Gutes Stichwort: Zuletzt sind Sebastian Vettel und Lewis Hamilton aneinander geraten ...

Die ganze Diskussion finde ich super, jeder Fan hat dazu eine Meinung. Genau das braucht der Sport. Was hat es denn gezeigt? Dass zwei Sportler mit Emotionen bei der Sache sind. Es war ja keine gefährliche Aktion. Beide haben provoziert, beide wurden bestraft – Vettel vom Weltverband, Hamilton vom Motorsport-Gott (der Brite musste einen unfreiwilligen Boxenstopp einlegen, Anm.). Damit sollte das Thema erledigt sein.

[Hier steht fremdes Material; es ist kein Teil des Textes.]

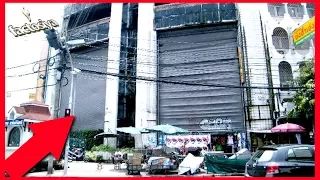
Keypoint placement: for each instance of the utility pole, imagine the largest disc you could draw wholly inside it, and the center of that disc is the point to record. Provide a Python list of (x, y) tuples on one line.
[(55, 47), (55, 42)]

Wie hätten Sie einst reagiert?

Genauso, nur hätte sich damals kein Mensch aufgeregt. Wir fuhren uns ständig in die Räder, das war Tagesgeschäft. Früher hätte man die Aktion ohne Telemetriedaten und Cockpit-Kameras aber auch nie auflösen können.

Fehlen dem Motorsport heutzutage die Typen mit Ecken und Kanten?

Das liegt nicht an den Piloten, sondern am System. Ich kannte früher keinen Pressesprecher oder Marketingberater. Mich einzubremsen, war und ist eher schwierig. Genau aus diesem System möchte ich mit der DTM ein wenig ausbrechen. Das ist ein harter Kampf mit den Herstellern, die eine genaue Vorstellung davon haben, wie sie ihre Marke präsentiert sehen wollen.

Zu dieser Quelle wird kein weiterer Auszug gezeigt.